Toxicology: Preclinical safety data: Preclinical data reveal no special hazard for humans based on conventional studies of safety pharmacology, repeated-dose toxicity, genotoxicity, carcinogenicity, juvenile toxicity, or toxicity to reproduction and development.
The repeated-dose toxicology studies demonstrated that administration of crisaborole by both the dermal and oral routes in mice, rats, and minipigs at plasma exposures up to 11 times that in humans did not result in significant toxicity relevant to its use in humans.
Crisaborole revealed no evidence of mutagenic or clastogenic potential based on the results of two
in vitro genotoxicity tests (Ames assay and human lymphocyte chromosomal aberration assay) and one
in vivo genotoxicity test (rat micronucleus assay).
In an oral carcinogenicity study in Sprague-Dawley rats, oral doses of 30, 100, or 300 mg/kg/day crisaborole were administered once daily. A crisaborole-related increased incidence of benign granular cell tumors in the uterus with cervix and vagina (combined) was noted in 300 mg/kg/day crisaborole-treated female rats (2 times the maximum recommended human dose (MRHD) on an area under the curve (AUC) comparison basis).

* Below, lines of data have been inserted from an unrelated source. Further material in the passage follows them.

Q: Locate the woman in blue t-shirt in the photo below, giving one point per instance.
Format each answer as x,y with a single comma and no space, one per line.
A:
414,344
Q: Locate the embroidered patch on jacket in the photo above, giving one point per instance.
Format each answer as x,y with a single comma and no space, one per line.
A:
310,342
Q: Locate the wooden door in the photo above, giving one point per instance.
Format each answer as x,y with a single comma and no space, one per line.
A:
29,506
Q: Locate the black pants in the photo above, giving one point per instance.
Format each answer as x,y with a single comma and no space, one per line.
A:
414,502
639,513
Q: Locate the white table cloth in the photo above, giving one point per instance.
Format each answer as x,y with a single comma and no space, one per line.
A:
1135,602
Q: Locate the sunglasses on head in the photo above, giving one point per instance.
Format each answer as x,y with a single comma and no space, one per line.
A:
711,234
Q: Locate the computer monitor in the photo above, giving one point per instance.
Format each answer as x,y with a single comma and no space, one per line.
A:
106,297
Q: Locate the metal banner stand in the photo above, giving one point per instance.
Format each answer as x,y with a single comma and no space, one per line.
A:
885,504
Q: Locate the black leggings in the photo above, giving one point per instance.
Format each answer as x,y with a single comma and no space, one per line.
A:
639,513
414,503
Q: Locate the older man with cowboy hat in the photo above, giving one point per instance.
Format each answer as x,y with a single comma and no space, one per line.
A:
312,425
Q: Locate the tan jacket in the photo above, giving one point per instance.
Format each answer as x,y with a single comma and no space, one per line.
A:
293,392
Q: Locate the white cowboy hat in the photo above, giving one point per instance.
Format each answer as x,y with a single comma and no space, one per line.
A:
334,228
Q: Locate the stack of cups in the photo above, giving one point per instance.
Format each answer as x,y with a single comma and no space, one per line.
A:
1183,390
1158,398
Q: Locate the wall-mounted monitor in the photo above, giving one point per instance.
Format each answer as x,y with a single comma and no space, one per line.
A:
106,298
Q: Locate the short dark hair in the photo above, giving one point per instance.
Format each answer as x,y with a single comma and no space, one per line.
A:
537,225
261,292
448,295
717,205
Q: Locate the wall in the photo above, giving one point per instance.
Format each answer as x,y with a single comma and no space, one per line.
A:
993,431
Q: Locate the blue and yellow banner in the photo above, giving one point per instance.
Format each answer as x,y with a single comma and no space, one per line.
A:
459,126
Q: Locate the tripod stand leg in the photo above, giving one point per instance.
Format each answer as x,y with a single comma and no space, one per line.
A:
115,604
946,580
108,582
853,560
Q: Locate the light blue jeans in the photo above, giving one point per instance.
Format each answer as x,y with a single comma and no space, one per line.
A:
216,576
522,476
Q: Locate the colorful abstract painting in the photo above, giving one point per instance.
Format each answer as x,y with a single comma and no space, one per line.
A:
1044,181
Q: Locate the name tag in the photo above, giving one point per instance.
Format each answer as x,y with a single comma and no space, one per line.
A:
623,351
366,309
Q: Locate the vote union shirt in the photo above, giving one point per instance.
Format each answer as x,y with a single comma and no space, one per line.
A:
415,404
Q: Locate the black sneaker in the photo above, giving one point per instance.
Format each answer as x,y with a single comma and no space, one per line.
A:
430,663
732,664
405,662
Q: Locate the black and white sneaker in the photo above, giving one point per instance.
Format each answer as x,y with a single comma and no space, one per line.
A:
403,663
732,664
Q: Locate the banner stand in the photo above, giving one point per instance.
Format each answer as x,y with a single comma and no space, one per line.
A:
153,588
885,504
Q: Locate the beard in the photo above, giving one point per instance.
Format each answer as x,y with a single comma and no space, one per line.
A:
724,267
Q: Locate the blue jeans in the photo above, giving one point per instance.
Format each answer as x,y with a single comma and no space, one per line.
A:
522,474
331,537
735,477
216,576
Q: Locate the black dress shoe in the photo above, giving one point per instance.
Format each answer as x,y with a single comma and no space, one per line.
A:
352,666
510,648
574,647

The clinical relevance of this finding is unknown, however given the tumor type and benign status in a single species and single sex, the relevance to humans is considered to be low.
In a dermal carcinogenicity study in CD-1 mice, topical doses of 2%, 5%, or 7% crisaborole ointment were administered once daily. No crisaborole-related neoplastic findings were noted at topical doses up to 7% crisaborole ointment (1 times the MRHD on an AUC comparison basis).
Crisaborole was not found to be a reproductive toxicant nor a teratogen in reproductive toxicology studies at maternally non-toxic doses that examined effects on fertility, embryo-fetal development, and the F1 generation. Maternal toxicity in rats (associated with decreased fetal body weight and delayed skeletal ossification) but no crisaborole-related fetal malformations were noted after oral administration of crisaborole during organogenesis at doses up to 600 mg/kg/day (13 times the MRHD on an AUC comparison basis). Crisaborole did not cause adverse effects to the fetus at oral doses up to the highest dose tested of 100 mg/kg/day in pregnant rabbits administered during the period of organogenesis (2 times the MRHD on an AUC comparison basis).
In a rat prenatal/postnatal development study, crisaborole did not have any adverse effects on fetal development at doses up to 300 mg/kg/day (3 times the MRHD on an AUC comparison basis). Maternal toxicity was produced at the high dose of 600 mg/kg/day in pregnant rats and was associated with findings of stillbirths, pup mortality, and reduced pup weights.
No effects on fertility were observed in male or female rats that were administered oral doses up to 600 mg/kg/day crisaborole (13 times the MRHD on an AUC comparison basis) prior to and during early pregnancy.
Juvenile rat and minipig studies did not reveal any relevant findings suggestive of a specific risk for use in the pediatric population.